Judge denies Democrats standing to sue against border wall construction

“The Court declines to take sides in this fight between the House and the President.”

If more judges would think as Judge Trevor McFadden wrote yesterday in a memorandum denying House Democrats’ standing to sue Trump’s border wall, we’d have a semblance of a republic left.

Yesterday, in direct contradiction of a California judge’s ruling last week, Judge Trevor McFadden of the U.S. District Court of the District of Columbia ruled that House Democrats have no standing to sue the Trump administration over using defense funding for a border wall. He did not write on the merits of whether the president interpreted the statutes correctly or not. That does not matter. The judiciary does not stand above the other two branches and is not the final arbiter of political disputes. It decides cases or controversies and grants relief to specific plaintiffs with legitimate standing before a court. In this case, “the Constitution grants the House no standing to litigate these claims,” according to Judge McFadden.

In the 24-page ruling in U.S. House of Representatives v. Steven Mnuchin, McFadden noted that more broadly, “Intervening in a contest between the House and President over the border wall would entangle the Court ‘in a power contest nearly at the height of its political tension’ and would ‘risk damaging the public confidence that is vital to the functioning of the Judicial Branch.’”

What a refreshing change from what we’ve grown accustomed to seeing in the courts. Rather than twisting Marbury vs. Madison to elevate the role of the judiciary to that of a god, as many other judges mistakenly do, McFadden rightfully noted that Marbury limited the role of judicial review “to decide on the rights of individuals, not to enquire how the executive, or executive officers, perform duties in which they have a discretion.”

So what happens to the competing injunction of Judge Haywood Gilliam of the Northern District of California? Last week, he not only gave standing to Democrats to sue, but downright pretended like he has the power to stop Trump from constructing a wall in parts of Arizona and New Mexico.
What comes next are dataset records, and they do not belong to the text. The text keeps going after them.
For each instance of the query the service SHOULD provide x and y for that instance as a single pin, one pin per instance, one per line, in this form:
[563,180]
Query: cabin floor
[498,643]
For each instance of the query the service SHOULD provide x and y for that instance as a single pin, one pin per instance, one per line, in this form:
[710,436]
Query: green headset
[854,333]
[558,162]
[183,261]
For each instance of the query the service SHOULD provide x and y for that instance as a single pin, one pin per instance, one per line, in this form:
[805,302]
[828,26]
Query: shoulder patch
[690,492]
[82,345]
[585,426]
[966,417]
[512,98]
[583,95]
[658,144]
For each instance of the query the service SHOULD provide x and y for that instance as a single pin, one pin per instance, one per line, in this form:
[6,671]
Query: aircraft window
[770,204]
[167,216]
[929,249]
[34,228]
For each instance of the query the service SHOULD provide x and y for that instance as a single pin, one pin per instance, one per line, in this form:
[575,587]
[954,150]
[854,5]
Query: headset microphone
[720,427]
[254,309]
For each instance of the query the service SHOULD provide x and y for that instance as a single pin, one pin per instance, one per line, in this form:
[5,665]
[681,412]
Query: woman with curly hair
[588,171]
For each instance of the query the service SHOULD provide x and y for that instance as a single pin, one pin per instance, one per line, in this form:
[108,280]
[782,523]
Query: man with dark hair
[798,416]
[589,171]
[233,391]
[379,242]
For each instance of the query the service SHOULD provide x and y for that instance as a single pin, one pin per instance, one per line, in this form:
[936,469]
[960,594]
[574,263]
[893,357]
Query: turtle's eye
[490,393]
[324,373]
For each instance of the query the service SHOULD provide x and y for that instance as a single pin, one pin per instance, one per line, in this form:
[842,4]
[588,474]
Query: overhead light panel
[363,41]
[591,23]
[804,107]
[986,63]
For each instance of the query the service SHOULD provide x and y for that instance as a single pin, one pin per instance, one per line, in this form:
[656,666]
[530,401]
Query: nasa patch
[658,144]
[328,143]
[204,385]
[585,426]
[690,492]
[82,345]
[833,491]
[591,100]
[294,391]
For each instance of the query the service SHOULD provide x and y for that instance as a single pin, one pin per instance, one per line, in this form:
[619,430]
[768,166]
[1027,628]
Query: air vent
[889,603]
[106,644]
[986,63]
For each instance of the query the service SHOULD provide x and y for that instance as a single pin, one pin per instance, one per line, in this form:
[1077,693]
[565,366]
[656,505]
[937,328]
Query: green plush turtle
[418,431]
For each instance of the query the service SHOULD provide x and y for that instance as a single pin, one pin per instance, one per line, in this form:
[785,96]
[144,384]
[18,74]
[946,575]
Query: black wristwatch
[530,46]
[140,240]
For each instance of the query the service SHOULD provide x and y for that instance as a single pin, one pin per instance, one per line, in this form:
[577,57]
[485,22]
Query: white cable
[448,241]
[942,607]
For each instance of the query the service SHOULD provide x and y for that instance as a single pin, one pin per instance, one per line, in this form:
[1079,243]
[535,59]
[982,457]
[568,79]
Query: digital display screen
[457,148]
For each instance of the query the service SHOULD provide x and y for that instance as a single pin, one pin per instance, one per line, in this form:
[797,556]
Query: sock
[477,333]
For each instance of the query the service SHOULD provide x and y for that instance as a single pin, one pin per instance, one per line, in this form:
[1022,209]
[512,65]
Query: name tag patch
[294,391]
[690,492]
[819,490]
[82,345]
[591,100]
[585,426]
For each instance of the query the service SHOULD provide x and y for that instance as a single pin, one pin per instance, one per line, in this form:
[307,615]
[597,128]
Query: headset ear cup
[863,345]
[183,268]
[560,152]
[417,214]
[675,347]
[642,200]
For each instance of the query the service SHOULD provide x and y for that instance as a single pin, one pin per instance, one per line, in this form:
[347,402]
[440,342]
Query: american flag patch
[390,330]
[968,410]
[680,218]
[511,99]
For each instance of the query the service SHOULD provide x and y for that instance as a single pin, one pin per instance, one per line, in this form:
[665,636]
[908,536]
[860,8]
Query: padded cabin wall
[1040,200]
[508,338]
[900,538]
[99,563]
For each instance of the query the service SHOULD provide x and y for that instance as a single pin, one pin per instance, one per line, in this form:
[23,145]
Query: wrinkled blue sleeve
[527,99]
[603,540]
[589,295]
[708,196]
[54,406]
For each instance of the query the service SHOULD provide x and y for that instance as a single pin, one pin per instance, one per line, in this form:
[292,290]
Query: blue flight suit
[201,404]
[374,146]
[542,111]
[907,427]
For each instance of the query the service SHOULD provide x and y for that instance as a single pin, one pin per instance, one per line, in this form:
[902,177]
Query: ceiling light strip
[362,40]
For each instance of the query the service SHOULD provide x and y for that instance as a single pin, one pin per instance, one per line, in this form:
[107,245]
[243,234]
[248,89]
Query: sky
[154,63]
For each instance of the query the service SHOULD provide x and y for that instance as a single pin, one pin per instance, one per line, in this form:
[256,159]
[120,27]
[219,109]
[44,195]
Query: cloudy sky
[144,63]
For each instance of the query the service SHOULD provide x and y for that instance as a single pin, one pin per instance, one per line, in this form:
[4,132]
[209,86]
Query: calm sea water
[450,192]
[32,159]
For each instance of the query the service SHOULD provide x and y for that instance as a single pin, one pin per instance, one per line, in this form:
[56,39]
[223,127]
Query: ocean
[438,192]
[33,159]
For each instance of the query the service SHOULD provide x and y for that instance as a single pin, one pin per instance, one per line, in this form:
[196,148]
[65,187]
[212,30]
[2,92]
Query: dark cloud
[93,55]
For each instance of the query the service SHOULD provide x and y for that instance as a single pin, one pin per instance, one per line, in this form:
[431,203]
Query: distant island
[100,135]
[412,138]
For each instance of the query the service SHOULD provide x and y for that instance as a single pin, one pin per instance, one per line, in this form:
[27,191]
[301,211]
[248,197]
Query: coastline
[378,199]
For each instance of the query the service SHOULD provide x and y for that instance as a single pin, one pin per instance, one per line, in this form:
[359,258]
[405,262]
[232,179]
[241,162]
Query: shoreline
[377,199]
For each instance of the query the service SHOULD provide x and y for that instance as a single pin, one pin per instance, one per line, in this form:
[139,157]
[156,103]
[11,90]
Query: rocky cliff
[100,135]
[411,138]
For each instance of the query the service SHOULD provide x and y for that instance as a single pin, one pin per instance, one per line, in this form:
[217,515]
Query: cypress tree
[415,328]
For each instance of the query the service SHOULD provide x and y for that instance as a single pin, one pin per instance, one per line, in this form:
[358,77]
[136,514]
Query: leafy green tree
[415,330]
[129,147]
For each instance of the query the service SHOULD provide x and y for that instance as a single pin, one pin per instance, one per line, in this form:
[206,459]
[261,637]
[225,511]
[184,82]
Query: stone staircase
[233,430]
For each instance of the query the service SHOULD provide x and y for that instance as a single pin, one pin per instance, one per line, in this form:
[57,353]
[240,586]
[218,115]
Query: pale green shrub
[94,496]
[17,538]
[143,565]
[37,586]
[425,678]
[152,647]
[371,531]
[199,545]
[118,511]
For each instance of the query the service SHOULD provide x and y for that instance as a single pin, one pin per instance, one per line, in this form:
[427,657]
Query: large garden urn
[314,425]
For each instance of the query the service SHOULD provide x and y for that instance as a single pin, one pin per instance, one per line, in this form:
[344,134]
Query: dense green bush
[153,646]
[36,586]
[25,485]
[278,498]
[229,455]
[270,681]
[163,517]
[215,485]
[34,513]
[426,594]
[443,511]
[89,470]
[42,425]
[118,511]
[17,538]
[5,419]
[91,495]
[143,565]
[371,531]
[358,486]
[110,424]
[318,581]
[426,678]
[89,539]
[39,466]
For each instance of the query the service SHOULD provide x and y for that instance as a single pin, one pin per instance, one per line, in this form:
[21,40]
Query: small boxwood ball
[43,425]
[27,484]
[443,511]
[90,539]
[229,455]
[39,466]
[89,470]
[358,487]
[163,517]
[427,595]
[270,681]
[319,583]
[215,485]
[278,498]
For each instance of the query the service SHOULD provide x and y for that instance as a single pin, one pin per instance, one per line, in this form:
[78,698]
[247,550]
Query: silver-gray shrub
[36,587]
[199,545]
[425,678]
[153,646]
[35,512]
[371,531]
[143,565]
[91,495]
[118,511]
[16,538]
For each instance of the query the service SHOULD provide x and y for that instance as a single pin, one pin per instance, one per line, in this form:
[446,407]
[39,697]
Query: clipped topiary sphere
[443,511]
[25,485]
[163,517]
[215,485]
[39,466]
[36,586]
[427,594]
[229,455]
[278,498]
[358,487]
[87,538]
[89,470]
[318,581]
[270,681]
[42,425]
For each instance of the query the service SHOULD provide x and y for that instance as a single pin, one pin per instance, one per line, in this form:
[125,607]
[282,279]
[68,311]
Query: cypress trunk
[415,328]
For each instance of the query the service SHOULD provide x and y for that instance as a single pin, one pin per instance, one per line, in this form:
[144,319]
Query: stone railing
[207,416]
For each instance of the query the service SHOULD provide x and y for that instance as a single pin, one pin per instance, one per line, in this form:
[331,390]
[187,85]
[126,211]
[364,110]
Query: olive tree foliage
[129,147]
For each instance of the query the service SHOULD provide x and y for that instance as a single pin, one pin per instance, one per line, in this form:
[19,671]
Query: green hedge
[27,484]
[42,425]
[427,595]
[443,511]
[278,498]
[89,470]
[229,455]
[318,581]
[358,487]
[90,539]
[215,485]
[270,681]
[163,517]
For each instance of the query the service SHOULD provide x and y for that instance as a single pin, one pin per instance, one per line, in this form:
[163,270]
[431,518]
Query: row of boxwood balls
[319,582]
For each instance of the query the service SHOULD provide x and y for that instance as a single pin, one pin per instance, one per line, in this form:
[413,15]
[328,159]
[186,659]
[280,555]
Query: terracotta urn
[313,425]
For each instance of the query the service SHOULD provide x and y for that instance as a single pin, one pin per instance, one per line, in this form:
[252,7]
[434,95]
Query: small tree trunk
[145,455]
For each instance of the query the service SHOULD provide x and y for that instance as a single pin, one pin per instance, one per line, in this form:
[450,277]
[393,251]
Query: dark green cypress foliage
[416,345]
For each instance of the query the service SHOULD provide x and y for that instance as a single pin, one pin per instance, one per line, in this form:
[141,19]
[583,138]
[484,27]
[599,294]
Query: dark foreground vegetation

Rather than simply ignoring this toothless injunction, which violates separation of powers, the administration begged the judge to “allow” it to continue the construction pending the appeals process, a request he summarily denied.

This should all change with Judge McFadden’s ruling. It’s time for Trump to set the precedent that “heads we win, tails you lose” is not a legitimate judicial process. Until now, especially during the travel ban case, the Trump administration went along with the point that Democrats can forum-shop for the most liberal districts on a broad national question and shut down the policy, even if judges elsewhere side with the administration. Under this erroneous practice, if 93 district courts were to toss out a lawsuit lodged against an administrative policy, but one takes the case and issues an injunction, prevailing legal theory acts as if there is some sort of extra-constitutional veto on the policy or law. That is simply not the case.

Trump should point to McFadden’s decision and his own separate branch of government as rationale for pushing back against Haywood Gilliam’s order. Democrats were also engaging in forum-shopping by going to the D.C. district along with the northern district of California. Democrat judges have an overwhelming majority on this panel (11-4), just like they do in the San Francisco court. Yet they struck out and got a Trump appointee. Why should the San Francisco judge rule the day when he is not even in a border district? At least the D.C. court naturally has more jurisdiction, because that is the go-to court for most controversies related to executive branch decisions.

The president can use this auspicious moment to delegitimize forum-shopping vetoes. The lawyers in the administration were counting on the Supreme Court to rein in these wayward California judges, but this is clearly not happening. We are nearly one year into this border crisis created by a single district judge, yet the Supreme Court will not act on catch-and-release. Just yesterday, the high court denied the government’s expedited motion for appeal in the case of a lower court judge making DACA the law of the land. Seventeen months after such a harmful and radical opinion, the Supreme Court is allowing lawlessness to pervade the foundation of our sovereignty.

As a separate branch of government, with the power to defend our nation’s border vested in the president, not the courts, the president must begin pushing back. There is no better case with which to launch that campaign, now that he has one robed omnipotent on his side.